Pakistan
@ Ingenieur

Die Lage ist etwas komplexer, als in den meisten Medien dargestellt wird. Überdies sind schwache Regierungen und beschränkte Autorität von Regierungsstellen auch kein Phänomen, was auf Pakistan beschränkt ist, sondern oft zu finden ist in vielen Ländern. Schaut man sich den Brookings Index für Failed States an, so liegt Pakistan um den 40. Platz herum; kein Grund für Entwarnung, aber eben auch kein Grund für Panik.
Das Verhältnis zwischen Islamisten und Armee/Geheimdiensten ist ein ganz besonderes, zwiespältiges. Wichtig ist aber eins und das ist sicher gewöhungsbedürftig aus westlicher Perspektive: Der Hauptfeind des Militärs ist und bleibt immer noch Indien, nicht die Taliban. Die pakistan. Armee ist im Swat-Tal mit ihren gut 12.000 Mann sehr unmotiviert und einer völlig falschen Strategie vorgegangen. Da sich der pakist. Generalstab eben auch heute noch viel mehr vor einer indischen Invasion fürchtet, denkt man in der Militörführung erst gar nicht daran, auch nur ansatzweise COIN-Einheiten und COIN-Kampfweisen in der Armee zu schulen. Sowas fehlt schlicht und ergreifend und bislang macht die pakistan.
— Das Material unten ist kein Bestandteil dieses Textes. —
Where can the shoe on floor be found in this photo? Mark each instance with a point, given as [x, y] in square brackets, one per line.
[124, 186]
Armee bei ihrem Fokus auf Indien und große Schlachten wenig Anstalten, daran etwas zu ändern. Man geht viel mehr in bestimmte Gebiete, bombt, bombardiert und ist dann wieder weg. Und so können sich die Aufständischen im Untergrund natürlich behaupten.
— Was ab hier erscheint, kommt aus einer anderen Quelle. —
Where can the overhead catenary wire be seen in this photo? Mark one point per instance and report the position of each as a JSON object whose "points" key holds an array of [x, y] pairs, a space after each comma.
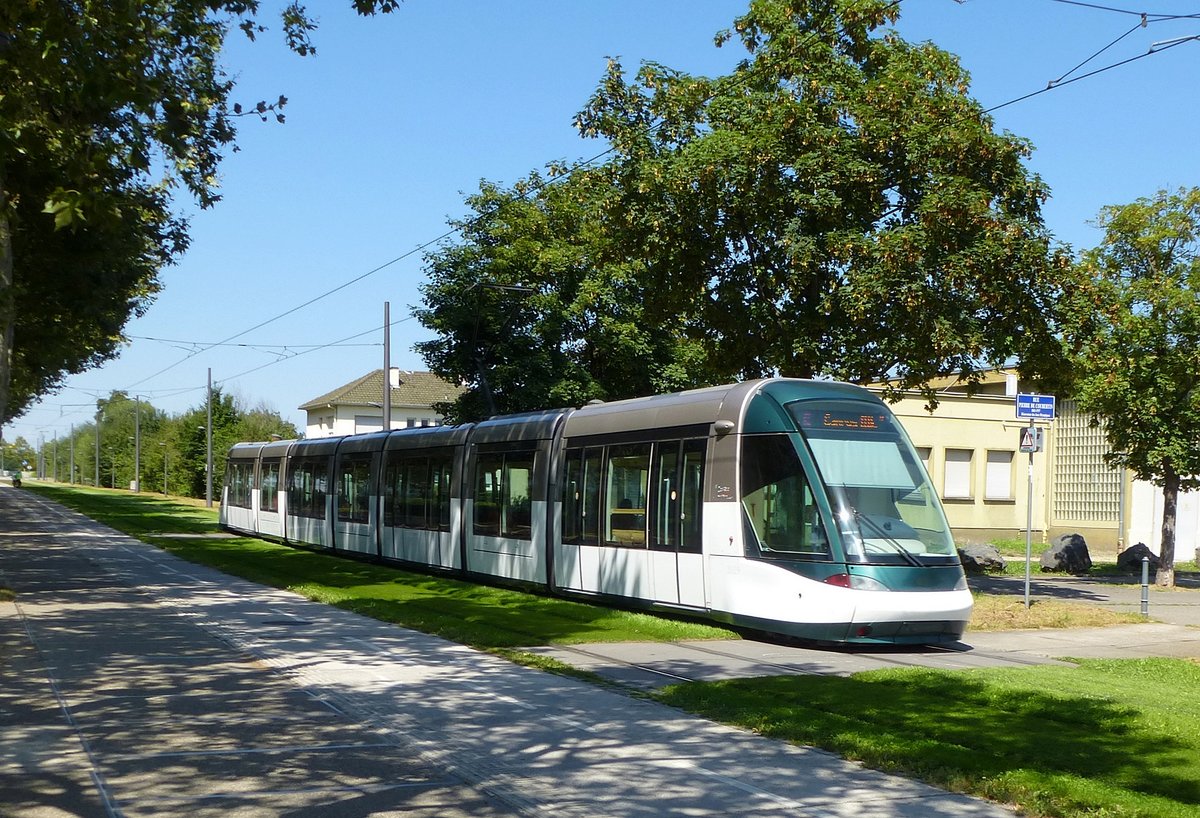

Dennoch bleibt eine funktionsfähige Armee, wenn auch mit den falschen Prioritäten, dennoch bleiben Mittelschichten und in der Mehrheit moderate Moslems. In einigen Provinzen des Nordens haben sogar auch schon Stammesmilizen relativ erfolgreich gegen Taliban und taliban-artige Milizen gekämpft, nur davon hört oder liest man in Deutschland eben nicht so viel. Die Lage ist eben relativ diffus. Zudem muss man abwarten, wie sich die Lage im Swat-Tal weiter entwickelt...


@ Erich
Ich denke, du ziehst die Grenzlinie "falsch". Die Taliban, Leute wie Mehsud, Fazlullah sind keine klassischen konservativen Moslems. Sie sind vielmehr Neofundamentalisten, die einer nie dagewesen Reinform des Islams nachjagen und dabei auch vor lokaler Kultur und Stammesstrukturen keinen Respket haben. Es heißt ja gerade Taliban, Talibs, Koranschüler und nicht Malis, Stammesälteste. Es gibt durchaus auch Regionen und Bezirke, wo wie oben geschildert, lashkars, Stammesmilizen den Kampf gegen Aufständische aufgenommen haben. Die Nordwestprovinz als ganzes hat sich letztes Jahr auch eine säkular-nationale Partei, die Awami-National-Party als Regieurng gewählt.
Was wir sehen, sind radikale Bewegungen, zumeist aus jüngeren Leuten, die versuchen der Modernisierung im ihrem Lebensumfeld einen eigenen, islamistischen Stempel aufzudrücken - und diese Leute gibt es eben leider überall, auch in den modernen Gebieten Pakistans (man erinnere sich an die Moschee-Geschichte in Ismlamabad). Der Unterschied ist nur, dass diese radikale Minorität in den entwickelten Gebieten natürlich nur sehr viel schwieriger die Macht erringen kann, als in den traditionell "gesetzloseren" Gebieten der Stämme im Norden.
Letztlich sind das eben die Geburtsschmerzen der Transformation, des sozialen Wandels. Sowas gibt es überall und jedes Land muss da hindurch, egal wie.